Por Grisbel Medina
Anny Montero tenía 32 años y un hijo de siete. Llevaba diez años trabajando para la Dirección General de Seguridad de Tránsito y Transporte Terrestre (Digesett), asignada en la sede de la Embajada de los Estados Unidos en el país.
Su cuerpo apareció inerte, impactada por un tiro en un lugar híper vigilado, donde el acceso es controlado y los pasos a dar también. Según las declaraciones de su hermano, Anny era acosada por un supervisor que aún no ha sido identificado. Y, peor, dos días después de difundirse el suicidio, el vocero de la Policía Nacional, declaró que ¨no sabía¨ quién era el supervisor de Anny. Un cuento para ocultar identidad, para cubrirse entre ellos.
Cuántos y cuáles demonios atribularon a una madre joven, interesada en capacitarse (se había graduado de psicología clínica) hasta arrastrarla al suicidio.
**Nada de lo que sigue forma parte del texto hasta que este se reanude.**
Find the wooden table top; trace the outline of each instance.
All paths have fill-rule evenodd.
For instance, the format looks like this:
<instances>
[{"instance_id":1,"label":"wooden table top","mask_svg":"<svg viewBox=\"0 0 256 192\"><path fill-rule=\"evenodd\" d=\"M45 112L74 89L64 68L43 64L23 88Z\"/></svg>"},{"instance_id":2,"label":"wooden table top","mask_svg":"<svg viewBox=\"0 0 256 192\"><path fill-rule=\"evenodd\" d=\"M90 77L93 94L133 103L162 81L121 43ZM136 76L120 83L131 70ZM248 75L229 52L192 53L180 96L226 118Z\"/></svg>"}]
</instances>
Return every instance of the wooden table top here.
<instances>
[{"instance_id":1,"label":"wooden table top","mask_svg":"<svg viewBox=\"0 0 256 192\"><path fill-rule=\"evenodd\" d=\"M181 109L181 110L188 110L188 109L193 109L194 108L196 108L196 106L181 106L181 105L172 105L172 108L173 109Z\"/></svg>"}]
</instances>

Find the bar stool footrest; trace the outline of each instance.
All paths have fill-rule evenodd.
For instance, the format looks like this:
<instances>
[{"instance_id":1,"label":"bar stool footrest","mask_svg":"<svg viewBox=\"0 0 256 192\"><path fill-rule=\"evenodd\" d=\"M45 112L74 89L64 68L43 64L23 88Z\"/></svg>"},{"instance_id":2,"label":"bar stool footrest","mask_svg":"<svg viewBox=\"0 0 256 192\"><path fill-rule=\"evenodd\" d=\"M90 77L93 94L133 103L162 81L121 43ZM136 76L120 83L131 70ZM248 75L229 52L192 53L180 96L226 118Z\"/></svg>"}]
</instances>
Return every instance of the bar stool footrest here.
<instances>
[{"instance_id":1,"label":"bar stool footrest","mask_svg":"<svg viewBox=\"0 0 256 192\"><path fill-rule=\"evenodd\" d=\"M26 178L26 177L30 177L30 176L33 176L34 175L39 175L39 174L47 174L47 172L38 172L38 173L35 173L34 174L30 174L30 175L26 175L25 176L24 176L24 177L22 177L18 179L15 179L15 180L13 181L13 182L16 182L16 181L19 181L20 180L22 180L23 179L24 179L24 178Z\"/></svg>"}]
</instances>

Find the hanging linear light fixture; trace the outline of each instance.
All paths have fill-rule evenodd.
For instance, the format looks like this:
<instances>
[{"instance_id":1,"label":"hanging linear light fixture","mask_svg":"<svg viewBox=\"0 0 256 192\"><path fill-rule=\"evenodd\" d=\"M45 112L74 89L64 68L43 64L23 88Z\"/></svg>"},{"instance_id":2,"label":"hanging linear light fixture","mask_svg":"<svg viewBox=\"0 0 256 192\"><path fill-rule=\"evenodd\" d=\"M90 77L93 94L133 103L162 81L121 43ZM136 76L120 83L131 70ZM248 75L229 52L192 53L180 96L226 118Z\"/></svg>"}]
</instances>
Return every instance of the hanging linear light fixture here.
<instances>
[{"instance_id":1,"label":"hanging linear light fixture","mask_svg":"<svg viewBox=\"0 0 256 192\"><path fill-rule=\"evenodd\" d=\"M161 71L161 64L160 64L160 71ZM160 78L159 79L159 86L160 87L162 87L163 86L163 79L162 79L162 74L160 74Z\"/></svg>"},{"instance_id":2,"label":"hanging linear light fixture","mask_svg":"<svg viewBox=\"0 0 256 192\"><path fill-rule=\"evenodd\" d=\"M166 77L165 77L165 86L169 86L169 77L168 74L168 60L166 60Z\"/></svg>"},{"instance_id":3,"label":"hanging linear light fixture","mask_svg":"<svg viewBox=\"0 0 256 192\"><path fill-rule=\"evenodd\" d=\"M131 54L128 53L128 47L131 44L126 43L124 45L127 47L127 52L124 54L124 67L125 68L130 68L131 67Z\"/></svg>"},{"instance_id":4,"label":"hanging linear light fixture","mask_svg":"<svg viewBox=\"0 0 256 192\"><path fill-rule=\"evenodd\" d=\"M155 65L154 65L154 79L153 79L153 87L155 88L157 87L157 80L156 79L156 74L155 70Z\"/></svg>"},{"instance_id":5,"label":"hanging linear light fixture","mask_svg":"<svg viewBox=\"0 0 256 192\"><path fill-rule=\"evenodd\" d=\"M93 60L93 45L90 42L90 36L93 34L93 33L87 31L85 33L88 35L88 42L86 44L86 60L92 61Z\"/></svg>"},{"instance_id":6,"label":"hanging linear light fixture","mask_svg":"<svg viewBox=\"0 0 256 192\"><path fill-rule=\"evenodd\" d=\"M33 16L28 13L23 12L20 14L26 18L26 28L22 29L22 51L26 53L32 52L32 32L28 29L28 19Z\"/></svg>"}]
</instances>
Muchos por qué quedan en nebulosa y acrecientan la impotencia de una familia donde Anny era la única hija entre siete hermanos.
La promesa de investigación de la Policía Nacional no debe caer en el limbo como se acostumbra por estos patios del Caribe. Estamos cansados de comisiones de investigación que no indagan nada. Anny Montero es un nombre, penosamente ahora en una lápida. Por los indicios y sospechas de sus familiares, ella representa un caso de abuso, acorralamiento, agresión sexual y laboral entre muchos que suceden todos los días en las diversas categorías de la uniformada. Solo hay que conversar por lo bajo con las oficiales, las cadetes, las mujeres en la PN, la Fuerza Aérea, las de Amet, las de la Marina, para conocer la dimensión de los ataques.
Detrás de uniformes planchaditos se esconden abusos colosales de altos mandos en contra de subalternos. Y en esa lista las mujeres son perdedoras por excelencia.